A en croire la FAO, avant de parvenir à ce résultat, le génome de la mouche tsé-tsé a été séquencé et annoté durant une collaboration internationale qui a duré 10 ans, faisant intervenir le Laboratoire de lutte contre les insectes ravageurs, géré conjointement par la FAO et l’Agence internationale de l’énergie atomique (AIEA) à Vienne.

Circonscrite à l’Afrique, la mouche tsé-tsé est le vecteur de parasites unicellulaires à l’origine de la trypanosomiase (ou nagana) une maladie souvent mortelle qui touche quelque 3 millions de bovins dans la région chaque année, entraînant des coûts massifs pour les agriculteurs et la sécurité alimentaire.

La maladie se traduit par un état débilitant chronique qui provoque une baisse de la fertilité et une perte de poids, et par conséquent, une production réduite de viande et de lait, tout en affaiblissant les animaux au point qu’ils ne peuvent plus servir ni aux labours ni au transport, ce qui se répercute sur la production agricole.

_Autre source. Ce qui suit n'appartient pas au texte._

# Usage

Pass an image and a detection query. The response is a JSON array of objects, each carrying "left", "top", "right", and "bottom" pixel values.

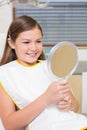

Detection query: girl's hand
[
  {"left": 57, "top": 96, "right": 72, "bottom": 111},
  {"left": 44, "top": 80, "right": 70, "bottom": 105}
]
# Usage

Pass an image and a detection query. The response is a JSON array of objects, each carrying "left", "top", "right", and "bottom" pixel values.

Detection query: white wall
[
  {"left": 0, "top": 4, "right": 13, "bottom": 33},
  {"left": 0, "top": 4, "right": 13, "bottom": 130},
  {"left": 0, "top": 4, "right": 13, "bottom": 59}
]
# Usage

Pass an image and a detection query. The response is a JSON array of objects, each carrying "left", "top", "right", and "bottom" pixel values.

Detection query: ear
[{"left": 8, "top": 38, "right": 15, "bottom": 49}]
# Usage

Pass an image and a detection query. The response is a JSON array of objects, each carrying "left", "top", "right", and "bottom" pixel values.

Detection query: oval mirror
[{"left": 47, "top": 41, "right": 78, "bottom": 79}]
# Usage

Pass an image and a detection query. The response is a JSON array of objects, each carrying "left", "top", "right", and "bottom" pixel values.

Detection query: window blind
[{"left": 15, "top": 2, "right": 87, "bottom": 45}]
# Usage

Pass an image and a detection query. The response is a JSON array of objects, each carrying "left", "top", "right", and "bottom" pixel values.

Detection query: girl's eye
[
  {"left": 37, "top": 40, "right": 42, "bottom": 43},
  {"left": 22, "top": 42, "right": 30, "bottom": 44}
]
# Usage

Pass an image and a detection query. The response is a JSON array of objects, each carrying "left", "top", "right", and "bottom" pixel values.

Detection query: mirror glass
[{"left": 47, "top": 41, "right": 78, "bottom": 78}]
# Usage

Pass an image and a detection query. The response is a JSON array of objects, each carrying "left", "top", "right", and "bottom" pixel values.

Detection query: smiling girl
[{"left": 0, "top": 16, "right": 87, "bottom": 130}]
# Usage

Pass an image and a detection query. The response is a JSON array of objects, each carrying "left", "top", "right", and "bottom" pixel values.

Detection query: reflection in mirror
[{"left": 48, "top": 41, "right": 78, "bottom": 78}]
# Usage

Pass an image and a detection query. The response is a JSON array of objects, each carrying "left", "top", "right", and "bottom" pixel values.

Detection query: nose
[{"left": 31, "top": 43, "right": 37, "bottom": 51}]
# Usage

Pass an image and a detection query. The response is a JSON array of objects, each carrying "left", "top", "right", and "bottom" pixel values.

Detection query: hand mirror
[{"left": 47, "top": 41, "right": 78, "bottom": 79}]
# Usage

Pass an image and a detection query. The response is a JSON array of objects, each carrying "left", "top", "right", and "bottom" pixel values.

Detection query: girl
[{"left": 0, "top": 16, "right": 87, "bottom": 130}]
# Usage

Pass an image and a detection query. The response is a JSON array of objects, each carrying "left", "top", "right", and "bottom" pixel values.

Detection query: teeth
[{"left": 28, "top": 53, "right": 36, "bottom": 56}]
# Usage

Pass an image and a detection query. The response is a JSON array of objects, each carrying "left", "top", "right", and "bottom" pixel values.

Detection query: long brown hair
[{"left": 0, "top": 15, "right": 45, "bottom": 65}]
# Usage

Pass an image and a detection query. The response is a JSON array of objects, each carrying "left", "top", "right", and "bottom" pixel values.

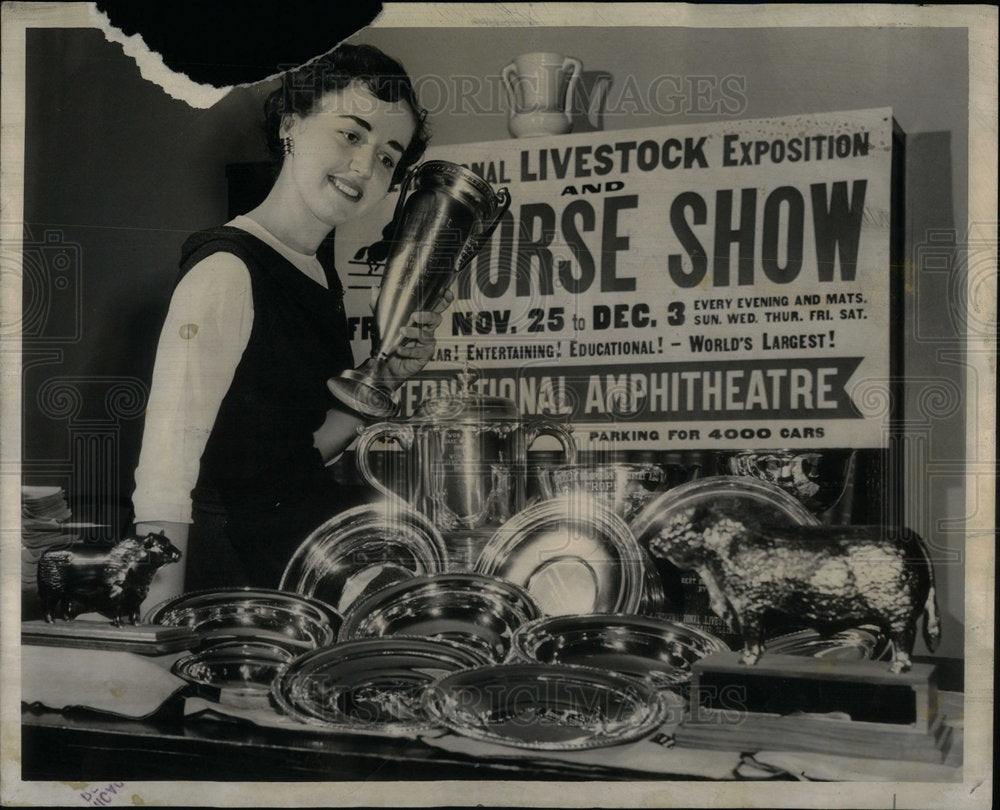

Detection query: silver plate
[
  {"left": 340, "top": 573, "right": 541, "bottom": 661},
  {"left": 476, "top": 495, "right": 647, "bottom": 616},
  {"left": 170, "top": 641, "right": 292, "bottom": 706},
  {"left": 424, "top": 663, "right": 679, "bottom": 751},
  {"left": 144, "top": 588, "right": 341, "bottom": 652},
  {"left": 271, "top": 637, "right": 486, "bottom": 734},
  {"left": 280, "top": 500, "right": 448, "bottom": 613},
  {"left": 513, "top": 614, "right": 729, "bottom": 688},
  {"left": 764, "top": 625, "right": 892, "bottom": 661}
]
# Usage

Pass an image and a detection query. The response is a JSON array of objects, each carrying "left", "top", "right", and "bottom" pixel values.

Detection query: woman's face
[{"left": 281, "top": 83, "right": 416, "bottom": 229}]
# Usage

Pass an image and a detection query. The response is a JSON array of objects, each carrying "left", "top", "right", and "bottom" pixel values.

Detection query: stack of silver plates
[
  {"left": 340, "top": 573, "right": 540, "bottom": 661},
  {"left": 424, "top": 664, "right": 679, "bottom": 751},
  {"left": 513, "top": 614, "right": 729, "bottom": 688},
  {"left": 144, "top": 588, "right": 341, "bottom": 653},
  {"left": 476, "top": 495, "right": 655, "bottom": 616},
  {"left": 271, "top": 637, "right": 484, "bottom": 734},
  {"left": 764, "top": 625, "right": 893, "bottom": 661},
  {"left": 171, "top": 641, "right": 293, "bottom": 708},
  {"left": 280, "top": 500, "right": 448, "bottom": 613}
]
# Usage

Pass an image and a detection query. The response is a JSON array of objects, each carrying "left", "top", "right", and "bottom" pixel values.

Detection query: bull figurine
[
  {"left": 647, "top": 505, "right": 941, "bottom": 673},
  {"left": 38, "top": 532, "right": 181, "bottom": 627}
]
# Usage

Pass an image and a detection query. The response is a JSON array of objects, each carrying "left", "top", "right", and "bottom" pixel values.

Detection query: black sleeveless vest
[{"left": 178, "top": 226, "right": 354, "bottom": 512}]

La piqûre de la mouche tsé-tsé chez l’homme peut provoquer la maladie du sommeil qui peut s’avérer fatale si elle n’est pas traitée.

Il est à souligner qu’aucun vaccin n’existe pour le bétail ni pour l’homme car le parasite est capable de déjouer le système immunitaire des mammifères. Dès lors, les méthodes de lutte sont principalement des pièges à tsé-tsé, des traitements pesticides et des stratégies d’introduction de mâles stériles.